基于广义多项式混沌展开理论的振动系统不确定性问题研究

The importance of modeling and simulation to mechanical equipment design has been widely acknowledged as it not only can reduce the test cost, shorten the product development period but also can provide essential information for the healthy condition monitoring of the mechanical equipment. However, various uncertainty factors are inevitable during the modeling and simulation, for example the constitutive relation of material, the operation condition and the geometric parameters, all of which are cannot precisely determined. Nowadays, it is widely recognized that it is unwise to ignore the uncertainty factors and, on the contrary, it is necessary to take account of them in modeling and simulation, especially in the case where extreme performance and safety are exactly demanded on the equipment so that the confidence of prediction result of the modeling must be evaluated then. Only by doing so, is it reasonable to use the model as reliable surrogate of the real object for testing purpose during product development. In this study, the Generalized Polynomial Chaos Expansion (gPCE) theory, which has been proposed and fast developed in recent years, will be adopted to investigate the uncertainty problem in vibration system with a demonstration of wind turbine blade. It is expected that, after the project, effective gPCE-based algorithms will be developed to handle the high-dimensional uncertainty problem, uncertainty system identification method will be proposed, and novel healthy condition monitoring method considering the uncertainty factor will be developed for mechanical equipment.
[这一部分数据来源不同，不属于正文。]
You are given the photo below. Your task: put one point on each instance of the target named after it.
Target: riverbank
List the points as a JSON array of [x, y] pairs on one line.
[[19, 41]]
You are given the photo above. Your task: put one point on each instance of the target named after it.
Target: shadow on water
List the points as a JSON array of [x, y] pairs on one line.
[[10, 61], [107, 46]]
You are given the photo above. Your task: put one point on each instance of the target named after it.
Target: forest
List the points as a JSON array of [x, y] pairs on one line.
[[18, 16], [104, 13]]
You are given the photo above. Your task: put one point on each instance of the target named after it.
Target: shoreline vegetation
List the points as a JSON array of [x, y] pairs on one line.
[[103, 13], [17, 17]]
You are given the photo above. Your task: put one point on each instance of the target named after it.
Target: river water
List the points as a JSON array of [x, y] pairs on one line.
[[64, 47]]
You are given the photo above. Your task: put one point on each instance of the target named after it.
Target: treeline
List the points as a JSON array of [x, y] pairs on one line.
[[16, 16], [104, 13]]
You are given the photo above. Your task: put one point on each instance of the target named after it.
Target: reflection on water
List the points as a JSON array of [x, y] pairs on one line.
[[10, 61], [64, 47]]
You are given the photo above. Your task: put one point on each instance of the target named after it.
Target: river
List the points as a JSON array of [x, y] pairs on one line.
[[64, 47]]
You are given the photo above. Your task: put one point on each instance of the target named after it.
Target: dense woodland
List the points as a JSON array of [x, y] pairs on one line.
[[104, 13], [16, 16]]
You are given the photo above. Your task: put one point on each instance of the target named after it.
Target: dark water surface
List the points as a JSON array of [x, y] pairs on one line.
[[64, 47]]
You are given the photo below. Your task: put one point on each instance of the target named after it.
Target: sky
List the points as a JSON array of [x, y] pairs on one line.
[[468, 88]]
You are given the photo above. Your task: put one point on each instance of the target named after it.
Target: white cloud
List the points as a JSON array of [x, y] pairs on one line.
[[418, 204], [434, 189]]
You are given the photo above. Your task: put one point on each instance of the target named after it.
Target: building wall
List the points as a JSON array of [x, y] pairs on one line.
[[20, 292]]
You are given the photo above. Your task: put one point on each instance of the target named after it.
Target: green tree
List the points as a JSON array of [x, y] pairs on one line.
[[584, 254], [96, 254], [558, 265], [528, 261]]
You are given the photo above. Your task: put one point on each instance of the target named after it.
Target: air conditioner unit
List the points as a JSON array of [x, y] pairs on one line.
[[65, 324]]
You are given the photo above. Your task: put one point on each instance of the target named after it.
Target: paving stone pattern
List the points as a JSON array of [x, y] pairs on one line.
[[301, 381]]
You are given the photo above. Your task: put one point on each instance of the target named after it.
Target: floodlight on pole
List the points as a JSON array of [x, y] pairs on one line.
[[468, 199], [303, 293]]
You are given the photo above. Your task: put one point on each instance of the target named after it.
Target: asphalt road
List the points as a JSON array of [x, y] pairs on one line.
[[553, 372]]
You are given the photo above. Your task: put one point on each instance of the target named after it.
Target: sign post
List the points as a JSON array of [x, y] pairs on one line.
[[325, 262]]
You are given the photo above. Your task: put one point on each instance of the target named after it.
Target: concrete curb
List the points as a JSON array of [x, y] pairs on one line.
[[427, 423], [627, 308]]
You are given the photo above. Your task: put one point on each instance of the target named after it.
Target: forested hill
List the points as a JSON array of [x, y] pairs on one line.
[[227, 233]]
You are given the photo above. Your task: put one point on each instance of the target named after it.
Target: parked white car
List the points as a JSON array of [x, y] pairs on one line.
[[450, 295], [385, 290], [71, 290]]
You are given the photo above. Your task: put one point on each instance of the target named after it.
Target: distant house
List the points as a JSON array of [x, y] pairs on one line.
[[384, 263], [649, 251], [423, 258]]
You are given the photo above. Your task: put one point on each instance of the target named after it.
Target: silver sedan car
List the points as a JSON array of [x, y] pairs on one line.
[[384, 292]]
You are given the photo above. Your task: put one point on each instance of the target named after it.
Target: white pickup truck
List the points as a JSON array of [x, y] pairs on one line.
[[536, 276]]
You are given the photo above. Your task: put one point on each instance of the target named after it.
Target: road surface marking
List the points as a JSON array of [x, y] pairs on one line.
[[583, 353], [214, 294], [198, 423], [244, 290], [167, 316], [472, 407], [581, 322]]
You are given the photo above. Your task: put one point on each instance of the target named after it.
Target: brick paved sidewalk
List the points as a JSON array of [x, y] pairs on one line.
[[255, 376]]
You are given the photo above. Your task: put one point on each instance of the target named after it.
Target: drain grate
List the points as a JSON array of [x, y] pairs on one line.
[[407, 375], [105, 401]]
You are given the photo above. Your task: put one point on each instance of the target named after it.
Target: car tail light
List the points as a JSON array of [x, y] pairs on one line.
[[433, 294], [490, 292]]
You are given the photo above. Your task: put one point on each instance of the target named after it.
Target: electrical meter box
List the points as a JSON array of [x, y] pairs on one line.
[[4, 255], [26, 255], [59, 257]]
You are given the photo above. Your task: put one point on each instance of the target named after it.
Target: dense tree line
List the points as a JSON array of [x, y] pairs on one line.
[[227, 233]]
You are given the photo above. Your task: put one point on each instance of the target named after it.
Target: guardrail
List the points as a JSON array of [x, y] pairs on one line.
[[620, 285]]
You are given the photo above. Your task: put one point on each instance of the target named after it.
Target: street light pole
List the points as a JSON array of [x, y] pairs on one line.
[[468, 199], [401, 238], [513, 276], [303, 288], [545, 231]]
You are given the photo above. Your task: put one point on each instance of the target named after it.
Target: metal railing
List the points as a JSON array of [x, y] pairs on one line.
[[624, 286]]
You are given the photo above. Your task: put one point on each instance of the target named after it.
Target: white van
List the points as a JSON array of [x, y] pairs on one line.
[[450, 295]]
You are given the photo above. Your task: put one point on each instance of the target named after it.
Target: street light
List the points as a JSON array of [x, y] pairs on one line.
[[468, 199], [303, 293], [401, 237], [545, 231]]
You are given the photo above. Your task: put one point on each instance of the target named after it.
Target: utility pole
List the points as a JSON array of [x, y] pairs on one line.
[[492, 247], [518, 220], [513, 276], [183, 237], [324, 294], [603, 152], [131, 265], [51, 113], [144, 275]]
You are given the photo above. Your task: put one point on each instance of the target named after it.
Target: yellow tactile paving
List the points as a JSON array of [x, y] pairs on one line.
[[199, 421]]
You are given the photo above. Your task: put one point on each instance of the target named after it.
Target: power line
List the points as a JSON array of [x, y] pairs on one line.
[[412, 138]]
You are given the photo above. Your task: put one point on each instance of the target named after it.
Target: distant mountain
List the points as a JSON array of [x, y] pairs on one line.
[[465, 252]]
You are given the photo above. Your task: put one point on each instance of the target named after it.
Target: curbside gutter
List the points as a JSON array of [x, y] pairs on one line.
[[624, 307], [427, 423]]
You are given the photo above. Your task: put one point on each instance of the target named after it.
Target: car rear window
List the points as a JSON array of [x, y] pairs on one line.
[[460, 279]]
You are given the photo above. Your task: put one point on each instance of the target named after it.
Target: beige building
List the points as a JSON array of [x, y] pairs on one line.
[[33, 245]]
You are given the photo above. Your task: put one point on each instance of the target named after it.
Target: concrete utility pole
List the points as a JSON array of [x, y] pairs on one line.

动力学建模与仿真对机械装备开发设计的重要性已不言而喻，它不仅可减少测试成本、加快设计开发周期，而且可为机械装备的健康状态监测提供必要的依据。但在建模和仿真中不可避免地要面对各种不确定性因素，如材料的本构关系、工作环境和几何结构等都存在无法确知的因素。如今，人们意识到忽视这些不确定因素不再是明智的做法，普遍认为必须在建模和计算中对不确定因素加于考虑，在给出模型预测结果的同时对其可信度给予评估，特别是在一些对性能和安全性有严格要求的场合。唯有如此，才可将动力学模型作为实际对象的可靠代理，用于开发过程中的各个测试环节。本项目将采用近年来发展出来的广义多项式混沌展开理论，以风力发电机叶片为研究对象，开展振动系统不确定性问题研究。通过本项目研究，发展出高效的高维不确定性参数问题的分析方法、有效的不确定性系统辨识方法和计及不确定因素的结构健康状态监测方法。

动力学建模与仿真对机械装备开发设计的重要性已不言而喻，它不仅可减少测试成本、加快设计开发周期，而且可为机械装备的健康状态监测提供必要的依据。但在建模和仿真中不可避免地要面对各种不确定性因素，如材料的本构关系、工作环境和几何结构等都存在无法确知的因素。如今，人们意识到忽视这些不确定因素不再是明智的做法，普遍认为必须在建模和计算中对不确定因素加于考虑，在给出模型预测结果的同时对其可信度给予评估，特别是在一些对性能和安全性有严格要求的场合。唯有如此，才可将动力学模型作为实际对象的可靠代理，用于开发过程中的各个测试环节。本项目采用近年来发展出来的广义多项式混沌展开理论，以风力发电机叶片为研究对象，开展振动系统不确定性问题研究。本项目针对广义多项式混沌展开方法长时间计算误差累计的问题，提出了基于时变基函数的随机动力系统不确定性定量分析方法，通过随机响应面的逼近获得更为精确的不确定性分析结果；针对区间不确定性定量分析中的区间扩张问题，提出基于低秩分解的多不确定参数区间计算方法，提高了区间计算的精度；提出了基于张量列的随机有限元分析方法，该方法能有效求解多达几十个不确定参数的随机有限元问题； 基于稀疏网格配点法对带多个不确定参数的动力学系统特征值问题进行求解；提出了一种用于分析随机风激励下的风电齿轮传动系统动态响应区间的分析方法—基于Chebyshev包含函数的功率谱密度区间估计方法；提出了修正的区间谐波平衡法，并将其应用于考虑齿侧间隙非线性的齿轮副系统。